Before I could make any comments at all, she firmly took my chin in her hands and instructed me to inhale through the nose as she turned my head to the left, and then exhale as she turned it to the right.
Next, I was to turn my head to the left and right in a single movement without breathing. She said that this is a mysterious way of breathing and the key to the recapitulation, because inhaling allows us to pull back energy that we lost; while exhaling permits us to expel foreign, undesirable energy that has accumulated in us through interacting with our fellow men.
"In order to live and interact, we need energy," Clara went on. "Normally, the energy spent in living is gone forever from us.
"Were it not for the recapitulation, we would never have the chance to renew ourselves. Recapitulating our lives and sweeping our past with the sweeping breath work as a unit."
Recalling everyone I had ever known and everything I had ever felt in my life seemed to me an absurd and impossible task. "That can take forever," I said, hoping that a practical remark might block Clara's unreasonable line of thought.
"It certainly can," she agreed. "But I assure you, Talsha, you have everything to gain by doing it, and nothing to lose."
I took a few deep breaths, moving my head from left to right imitating the way she had shown me to breathe in order to placate her, and let her know I had been paying attention.
With a wry smile, she warned me that recapitulating is not an arbitrary or capricious exercise.
"When you recapitulate, try to feel some long stretchy fibers that extend out from your midsection," she explained:
"Then align the turning motion of your head with the movement of these elusive fibers.

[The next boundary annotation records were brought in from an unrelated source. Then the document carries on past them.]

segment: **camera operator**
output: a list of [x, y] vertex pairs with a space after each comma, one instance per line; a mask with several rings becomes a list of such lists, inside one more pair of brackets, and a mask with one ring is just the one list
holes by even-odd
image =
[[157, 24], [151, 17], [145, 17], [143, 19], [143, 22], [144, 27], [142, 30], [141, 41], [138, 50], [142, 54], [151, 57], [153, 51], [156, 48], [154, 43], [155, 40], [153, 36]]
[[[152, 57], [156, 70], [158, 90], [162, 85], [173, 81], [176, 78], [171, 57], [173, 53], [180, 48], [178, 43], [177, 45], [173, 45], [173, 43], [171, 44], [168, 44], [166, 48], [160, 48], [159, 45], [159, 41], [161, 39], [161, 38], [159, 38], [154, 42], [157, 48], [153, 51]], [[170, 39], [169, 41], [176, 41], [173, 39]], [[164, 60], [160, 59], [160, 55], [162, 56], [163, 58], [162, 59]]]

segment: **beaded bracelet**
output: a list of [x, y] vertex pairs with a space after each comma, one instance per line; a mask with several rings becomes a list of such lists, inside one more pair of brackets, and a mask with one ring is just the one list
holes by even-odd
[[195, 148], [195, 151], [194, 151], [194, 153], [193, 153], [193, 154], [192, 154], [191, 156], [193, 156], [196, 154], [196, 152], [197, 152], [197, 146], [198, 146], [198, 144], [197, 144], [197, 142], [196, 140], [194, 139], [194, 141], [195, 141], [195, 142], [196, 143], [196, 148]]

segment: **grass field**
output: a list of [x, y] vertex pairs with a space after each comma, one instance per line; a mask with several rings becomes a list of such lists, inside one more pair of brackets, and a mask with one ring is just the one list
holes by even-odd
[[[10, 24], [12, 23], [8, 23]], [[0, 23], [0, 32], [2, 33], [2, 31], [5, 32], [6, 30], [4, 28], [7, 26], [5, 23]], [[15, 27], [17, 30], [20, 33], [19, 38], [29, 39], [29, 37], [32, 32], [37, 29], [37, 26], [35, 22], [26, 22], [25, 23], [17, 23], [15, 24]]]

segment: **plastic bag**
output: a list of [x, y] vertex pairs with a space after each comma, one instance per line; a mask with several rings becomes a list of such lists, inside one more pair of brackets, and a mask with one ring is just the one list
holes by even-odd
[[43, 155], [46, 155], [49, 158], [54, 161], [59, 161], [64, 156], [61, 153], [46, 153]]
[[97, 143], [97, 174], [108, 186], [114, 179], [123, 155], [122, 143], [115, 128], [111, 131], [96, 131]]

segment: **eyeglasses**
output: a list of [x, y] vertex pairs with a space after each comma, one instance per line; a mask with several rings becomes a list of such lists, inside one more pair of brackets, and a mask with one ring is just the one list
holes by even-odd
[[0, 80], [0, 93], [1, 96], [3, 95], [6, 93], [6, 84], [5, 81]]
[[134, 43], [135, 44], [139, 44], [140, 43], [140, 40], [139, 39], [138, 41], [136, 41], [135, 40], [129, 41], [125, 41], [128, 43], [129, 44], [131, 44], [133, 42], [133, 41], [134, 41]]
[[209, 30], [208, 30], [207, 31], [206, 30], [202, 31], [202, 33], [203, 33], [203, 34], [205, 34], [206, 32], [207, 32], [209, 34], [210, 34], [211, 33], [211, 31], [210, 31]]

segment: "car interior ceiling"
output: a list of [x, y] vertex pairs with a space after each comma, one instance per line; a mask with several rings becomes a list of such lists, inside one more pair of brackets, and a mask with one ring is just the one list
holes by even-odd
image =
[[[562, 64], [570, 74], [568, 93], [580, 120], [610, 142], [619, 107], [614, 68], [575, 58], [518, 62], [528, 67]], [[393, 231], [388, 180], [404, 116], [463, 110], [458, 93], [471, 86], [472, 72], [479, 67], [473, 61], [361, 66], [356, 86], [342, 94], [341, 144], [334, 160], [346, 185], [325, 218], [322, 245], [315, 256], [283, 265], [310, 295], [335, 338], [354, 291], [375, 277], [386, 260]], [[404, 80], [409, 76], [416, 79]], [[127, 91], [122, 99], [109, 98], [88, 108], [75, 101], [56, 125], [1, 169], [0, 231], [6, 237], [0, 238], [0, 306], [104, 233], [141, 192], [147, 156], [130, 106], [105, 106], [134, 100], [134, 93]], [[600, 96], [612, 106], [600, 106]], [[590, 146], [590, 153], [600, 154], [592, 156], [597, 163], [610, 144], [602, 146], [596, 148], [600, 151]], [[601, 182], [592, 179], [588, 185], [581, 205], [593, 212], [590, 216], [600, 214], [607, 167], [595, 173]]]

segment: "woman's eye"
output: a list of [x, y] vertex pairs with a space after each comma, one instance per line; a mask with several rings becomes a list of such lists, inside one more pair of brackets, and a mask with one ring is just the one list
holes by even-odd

They are the conduits that will bring back the energy that you've left behind.
"In order to recuperate our strength and unity, we have to release our energy trapped in the world and pull it back to us."
She assured me that while recapitulating, we extend those stretchy fibers of energy across space and time to the persons, places and events we are examining.
The result is that we can return to every moment of our lives and act as if we were actually there.
This possibility sent shivers through me.
Although intellectually I was intrigued by what Clara was saying, I had no intention of returning to my disagreeable past, even if it was only in my mind.
If nothing else, I took pride in having escaped an unbearable life situation. I was not about to go back and mentally relive all the moments I had tried so hard to forget.
Yet Clara seemed to be so utterly serious and sincere in explaining the recapitulation technique to me, that for a moment, I put my objections aside, and concentrated on what she was saying.
I asked her if the order in which one recollects the past matters. She said that the important point is to re-experience the events and feelings in as much detail as possible, and to touch them with the sweeping breath, thereby releasing one's trapped energy.
"Is this exercise part of the Buddhist tradition?" I asked.
"No, it isn't," she replied solemnly. "This is part of another tradition. Someday, soon, you'll find out what that tradition is."